Face au rejet d’une classe politique dont cette élection est le reflet, un message peut être adressé aux candidats : « il n’y a pas de mal à être populaire ». Il n’est pas trop tard pour évoquer les vrais sujets et enjeux des décennies à venir. D’autant que l’absence de propositions n’est en rien un moyen de régler les problèmes que l’agriculture française connaît. Au mieux resurgiront-ils le lendemain d’une élection frustrante.

En 2011, un président de la République, paradant dans les travées du salon de l’agriculture comme d’autres visitent un zoo rassemblant des espèces menacées, affichait son dégout de l’environnement. Six ans plus tard, ce n’est plus l’environnement qui commence à bien faire mais l’incapacité des candidats à vivre dans le réel et proposer des solutions concrètes. 

Nous ne nous satisfaisons pas des non-dits et autres faux-fuyants qui auront rythmé cette campagne.

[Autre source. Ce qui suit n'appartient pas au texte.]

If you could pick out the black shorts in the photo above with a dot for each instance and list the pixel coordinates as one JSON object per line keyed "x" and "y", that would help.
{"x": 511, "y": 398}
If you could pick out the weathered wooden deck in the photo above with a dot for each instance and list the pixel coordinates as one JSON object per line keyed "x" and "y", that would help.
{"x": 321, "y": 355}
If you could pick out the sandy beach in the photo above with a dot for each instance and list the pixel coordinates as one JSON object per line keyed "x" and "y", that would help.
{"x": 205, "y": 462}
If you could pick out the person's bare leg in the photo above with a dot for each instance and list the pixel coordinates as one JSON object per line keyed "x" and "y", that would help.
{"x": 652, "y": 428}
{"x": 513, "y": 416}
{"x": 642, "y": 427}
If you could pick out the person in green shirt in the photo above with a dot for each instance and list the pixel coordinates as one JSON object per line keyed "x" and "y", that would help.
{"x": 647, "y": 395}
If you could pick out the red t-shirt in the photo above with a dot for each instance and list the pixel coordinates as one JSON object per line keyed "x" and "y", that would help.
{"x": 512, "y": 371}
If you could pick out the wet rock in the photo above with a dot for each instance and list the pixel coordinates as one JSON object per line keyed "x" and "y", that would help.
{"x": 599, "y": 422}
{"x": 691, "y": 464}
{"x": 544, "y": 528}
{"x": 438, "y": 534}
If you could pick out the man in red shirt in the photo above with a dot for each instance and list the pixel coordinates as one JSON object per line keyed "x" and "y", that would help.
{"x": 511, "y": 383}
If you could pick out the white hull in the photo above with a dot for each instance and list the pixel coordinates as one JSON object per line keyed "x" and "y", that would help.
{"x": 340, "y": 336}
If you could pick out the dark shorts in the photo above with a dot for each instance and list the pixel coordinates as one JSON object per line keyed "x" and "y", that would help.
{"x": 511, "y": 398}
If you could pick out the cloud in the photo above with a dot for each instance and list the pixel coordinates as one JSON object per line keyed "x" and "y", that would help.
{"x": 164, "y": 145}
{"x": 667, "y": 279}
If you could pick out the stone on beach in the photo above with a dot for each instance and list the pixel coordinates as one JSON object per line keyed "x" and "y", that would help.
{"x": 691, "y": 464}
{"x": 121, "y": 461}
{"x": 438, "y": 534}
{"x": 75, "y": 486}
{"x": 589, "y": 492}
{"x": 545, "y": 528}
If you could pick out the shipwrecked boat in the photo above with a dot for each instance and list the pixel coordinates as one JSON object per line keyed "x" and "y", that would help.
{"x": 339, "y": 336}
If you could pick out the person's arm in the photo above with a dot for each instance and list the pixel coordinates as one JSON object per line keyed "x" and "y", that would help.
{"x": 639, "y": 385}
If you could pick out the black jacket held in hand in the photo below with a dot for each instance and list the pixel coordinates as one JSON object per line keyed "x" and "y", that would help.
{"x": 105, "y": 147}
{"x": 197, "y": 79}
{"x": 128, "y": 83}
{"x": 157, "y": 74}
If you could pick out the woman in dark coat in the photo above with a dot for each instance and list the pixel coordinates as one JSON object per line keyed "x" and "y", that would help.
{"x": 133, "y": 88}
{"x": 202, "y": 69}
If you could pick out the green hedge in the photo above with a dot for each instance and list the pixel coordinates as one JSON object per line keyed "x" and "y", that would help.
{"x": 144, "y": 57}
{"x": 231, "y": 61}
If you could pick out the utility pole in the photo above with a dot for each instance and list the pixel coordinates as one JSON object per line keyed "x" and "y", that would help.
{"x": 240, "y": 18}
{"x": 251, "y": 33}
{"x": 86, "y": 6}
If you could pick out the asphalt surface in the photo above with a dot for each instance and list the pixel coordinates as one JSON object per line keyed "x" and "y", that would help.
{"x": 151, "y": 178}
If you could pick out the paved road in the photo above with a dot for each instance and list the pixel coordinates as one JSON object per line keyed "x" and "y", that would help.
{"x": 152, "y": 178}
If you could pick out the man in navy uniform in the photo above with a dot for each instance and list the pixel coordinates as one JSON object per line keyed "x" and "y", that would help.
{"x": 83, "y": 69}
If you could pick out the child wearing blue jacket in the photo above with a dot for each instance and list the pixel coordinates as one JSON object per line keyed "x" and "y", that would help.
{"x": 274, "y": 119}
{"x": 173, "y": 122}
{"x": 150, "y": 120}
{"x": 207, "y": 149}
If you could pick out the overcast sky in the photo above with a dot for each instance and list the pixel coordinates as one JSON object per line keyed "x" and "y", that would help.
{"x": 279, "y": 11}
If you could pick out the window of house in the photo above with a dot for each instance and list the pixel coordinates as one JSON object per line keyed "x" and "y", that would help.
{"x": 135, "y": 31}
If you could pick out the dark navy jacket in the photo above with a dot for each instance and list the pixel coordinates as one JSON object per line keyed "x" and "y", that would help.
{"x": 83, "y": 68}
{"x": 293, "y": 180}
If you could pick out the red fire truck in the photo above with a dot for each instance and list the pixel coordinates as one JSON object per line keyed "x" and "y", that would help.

Nous faisons le pari de l’intelligence collective et de la clarté. Dans moins de 4 jours, les électeurs se rendront aux urnes. Gageons qu’ils pourront s’exprimer en toute connaissance de cause ! 

Espérons que nous n’aurons pas à regretter cette aptitude qui semble désormais faire un bon candidat : 

  • son art de manier avec dextérité une langue de bois verte, 
  • fleurissant son discours  d'un verbiage, 
  •  haut en couleur mais qui laisse finalement l’électeur seul face à ses doutes et interrogations.

Gageons qu’à l’heure du sprint final, les candidats auront au cœur de nous faire profiter de leur vision d’une transition agricole et alimentaire passionnante car collective, résiliente. Nous l’attendions. Nous l’espérons. Rien ne serait pire que de croire qu’ « il n’y a pas de problème dont l’absence de solution ne finisse par venir à bout » (Henri Queuille, président du Conseil sous la 4ème République).